When it comes to regulatory compliance, organisations need to understand what types of data they have in the cloud and where that data resides. With traditional on-premise systems, auditors can literally see where data is stored. IT can also restrict or segment data based on attributes like geography, group and data type.

In contrast, cloud computing relies on the ability to host data in multiple locations. Multi-cloud environments complicate data privacy and compliance even more because data simultaneously resides in multiple cloud instances. These may have different business purposes and may be bound by different contractual relationships.

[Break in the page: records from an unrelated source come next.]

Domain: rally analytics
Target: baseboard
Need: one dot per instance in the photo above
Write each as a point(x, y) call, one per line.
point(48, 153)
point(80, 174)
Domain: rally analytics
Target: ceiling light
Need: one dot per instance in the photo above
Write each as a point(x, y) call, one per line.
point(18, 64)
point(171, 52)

Implementing the following compliance controls can help your organisation meet a variety of internal and external regulatory requirements:

  • Classify sensitive data, identify where in the cloud it is stored, and assess the potential compliance implications of data location, collection and use.
  • Continuously monitor and assess cloud data usage, to ensure adherence to regulatory and corporate privacy standards.
  • Regularly inform employees and customers about cloud data collection practices, and the specific data being collected.
  • Evaluate cloud provider’s controls related to audit/log records, and how they are documented, implemented and reviewed in accordance with applicable regulations.
  • Train employees and third parties on information security and data privacy regulations; make sure they understand their responsibilities for keeping data safe, including codes of conduct for handling data


There are a number of key challenges and myriad of tools available to support digital transformation projects. Moving to the Cloud is akin to moving home:

  • Why take clutter with you?
  • Make sure you are moving to a safe area
  • Make sure you know who has the keys to the door

1. Take stock of users, applications, location and devices; so you have full visibility of what you are protecting.

2. Understand the impact and value of your data, so you can prioritise and protect accordingly.

3. Put tools in place so you can control of your data, users and policies.

4. Introduce a strong identity-based access policy in place for your users to protect your data and network.